The side effects for topamax are myriad: 72 are common or very common. 184 others are possible. The paraesthesia was severe enough that I fell getting off the bus, but it faded with time. The aphasia is usually funny. The weight loss is welcome after the gain of all the other migraine drugs. The constant runny nose has legions of allergy suffers commiserating with me. But I need to sleep an extra day a week. I have trouble focusing. I forget things all the time now. I read things I used to understand, and I no longer understand. I want to work, but I have no motivation. I am overcome by waves of fatigue.

Topamax didn’t reduce the frequency of my migraines at all, only the intensity. Pain is a small (but terrible) part of a migraine; strange neurological symptoms – a foggy, stupid brain are also part of the package. It’s hard to say on a given day whether my struggle to work is the result of topamax or a migraine. I do know that days where I am focused and motivated and clever disappeared months ago.

At the end of my medical leave this spring, I did two weeks of half-day work. In the 4 months since, I’ve probably done about that much again. My PhD is in trouble.

But aside from my worries about my career, I am so much happier and healthier. My loved ones notice the difference. They notice that I’m more present, that I’m not in pain, that I don’t have to cancel or change plans as often. I like the effect topamax has had on my relationships. I feel more equal, less of a burden, more interesting. But I’m afraid I’m not going to be able to finish my PhD, that I’ve crippled myself with how far behind I’ve gotten.

When I spoke to my neurologist about my concerns he told me to wait and see if the side effects got better. And so I waited. And while I was waiting I became sad and frightened and paralyzed. I didn’t speak to my advisor about the extent my health impacted my work. I spent days in bed crying.

My neurologist seemed a bit confused that I was complaining about side effects when I’d had such a positive response to the drug after so many years of terrible pain and the frustration of migraine drugs that did nothing for me.

It’s true that I wanted the pain to stop. Migraines are very, very painful. I used to have many that left me hardly able to move, hardly able to think except to hope I’d die. Now I know that I’ll likely be able to chat with a friend or read a silly novel during a migraine. That is a relief and I am grateful.

But if my doctor had asked me what I wanted from a migraine drug I wouldn’t have said pain relief. I’d have told him I wanted my life.

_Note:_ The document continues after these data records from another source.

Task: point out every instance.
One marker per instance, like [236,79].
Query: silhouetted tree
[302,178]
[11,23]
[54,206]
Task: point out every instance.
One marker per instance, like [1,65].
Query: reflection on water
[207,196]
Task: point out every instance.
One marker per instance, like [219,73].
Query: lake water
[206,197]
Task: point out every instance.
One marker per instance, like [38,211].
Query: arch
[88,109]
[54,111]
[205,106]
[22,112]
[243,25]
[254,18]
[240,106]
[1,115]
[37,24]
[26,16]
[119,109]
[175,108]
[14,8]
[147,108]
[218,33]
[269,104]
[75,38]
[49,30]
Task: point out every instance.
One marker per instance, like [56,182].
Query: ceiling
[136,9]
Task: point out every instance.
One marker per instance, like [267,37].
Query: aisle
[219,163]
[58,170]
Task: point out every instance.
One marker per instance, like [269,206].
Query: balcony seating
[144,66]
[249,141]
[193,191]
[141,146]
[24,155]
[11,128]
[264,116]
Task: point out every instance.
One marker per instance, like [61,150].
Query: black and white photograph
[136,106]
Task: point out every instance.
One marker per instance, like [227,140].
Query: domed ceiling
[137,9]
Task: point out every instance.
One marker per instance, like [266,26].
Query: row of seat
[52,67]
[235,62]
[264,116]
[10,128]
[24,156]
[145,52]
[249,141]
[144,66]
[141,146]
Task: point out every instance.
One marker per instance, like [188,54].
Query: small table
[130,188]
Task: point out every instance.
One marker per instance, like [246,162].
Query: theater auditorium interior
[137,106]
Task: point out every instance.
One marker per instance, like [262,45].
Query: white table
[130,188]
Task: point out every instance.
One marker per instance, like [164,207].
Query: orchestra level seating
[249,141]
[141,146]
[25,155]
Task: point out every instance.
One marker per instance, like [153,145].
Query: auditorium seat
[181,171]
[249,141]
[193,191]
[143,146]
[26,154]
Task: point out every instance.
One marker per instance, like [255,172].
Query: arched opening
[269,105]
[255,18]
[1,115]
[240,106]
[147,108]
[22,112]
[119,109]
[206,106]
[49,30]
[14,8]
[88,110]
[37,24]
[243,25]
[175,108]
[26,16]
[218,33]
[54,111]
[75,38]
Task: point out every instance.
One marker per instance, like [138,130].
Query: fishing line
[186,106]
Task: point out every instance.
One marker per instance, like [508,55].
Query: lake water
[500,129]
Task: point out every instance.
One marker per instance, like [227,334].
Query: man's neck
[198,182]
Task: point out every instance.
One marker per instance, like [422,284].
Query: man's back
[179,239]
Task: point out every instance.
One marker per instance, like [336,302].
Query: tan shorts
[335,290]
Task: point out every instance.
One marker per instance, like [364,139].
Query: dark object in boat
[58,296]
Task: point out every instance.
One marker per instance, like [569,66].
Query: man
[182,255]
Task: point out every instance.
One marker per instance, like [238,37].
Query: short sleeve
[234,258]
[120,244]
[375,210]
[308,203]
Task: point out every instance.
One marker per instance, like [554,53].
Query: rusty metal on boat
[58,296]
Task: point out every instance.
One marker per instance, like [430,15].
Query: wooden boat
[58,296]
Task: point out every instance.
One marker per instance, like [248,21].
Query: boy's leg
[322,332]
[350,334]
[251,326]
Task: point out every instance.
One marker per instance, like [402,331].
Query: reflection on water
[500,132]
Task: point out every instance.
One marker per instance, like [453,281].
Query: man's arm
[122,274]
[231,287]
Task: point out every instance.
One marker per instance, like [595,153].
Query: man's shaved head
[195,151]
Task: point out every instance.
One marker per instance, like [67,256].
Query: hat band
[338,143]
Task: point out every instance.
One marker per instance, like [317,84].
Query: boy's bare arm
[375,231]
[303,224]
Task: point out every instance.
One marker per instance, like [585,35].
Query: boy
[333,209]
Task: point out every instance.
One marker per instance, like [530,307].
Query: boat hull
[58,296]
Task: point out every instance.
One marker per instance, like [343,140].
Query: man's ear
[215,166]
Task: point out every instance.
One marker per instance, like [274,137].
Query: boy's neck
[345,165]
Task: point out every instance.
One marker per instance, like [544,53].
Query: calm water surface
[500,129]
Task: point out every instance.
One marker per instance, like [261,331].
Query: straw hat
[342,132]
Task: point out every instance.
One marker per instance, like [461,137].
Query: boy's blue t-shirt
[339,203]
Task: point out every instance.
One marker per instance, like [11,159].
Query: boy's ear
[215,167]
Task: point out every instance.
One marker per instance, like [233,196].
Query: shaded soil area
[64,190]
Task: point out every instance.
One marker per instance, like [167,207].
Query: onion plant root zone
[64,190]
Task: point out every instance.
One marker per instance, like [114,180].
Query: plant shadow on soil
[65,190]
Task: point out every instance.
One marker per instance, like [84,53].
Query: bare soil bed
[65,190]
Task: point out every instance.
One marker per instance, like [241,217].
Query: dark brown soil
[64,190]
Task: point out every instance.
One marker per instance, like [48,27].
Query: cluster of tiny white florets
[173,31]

Perhaps a life of novel reading and chatting with friends is one to be satisfied with. Perhaps if we lived in a world with a basic income and no stigma against people with disabilities, I’d trade my mind for this less-pained body. I’d read novels and garden and cook for my friends and lovers and learn to draw. But I’ve already re-imagined my life because of this disease and it was very hard. I want a PhD and I want to do science. I’m not ready to give up this dream. Plus, I need to be healthy and clever enough to at least support myself, and I’m not there yet.

I’m not ready to give up on topamax or my PhD yet. I’ve gone to a lower dose and I’m seeing a counselor and doing a program for people with chronic disease. Perhaps if topamax backs down a little bit, I can learn to work with it. If that doesn’t work I’m going to talk to my doctors about treating some of the cognitive side effects with medication.  And I’m going to sit down with my advisor ASAP and figure out how to deal with my schedule and funding. I have accommodations that allow me to extend my deadlines, but my funding won’t last forever.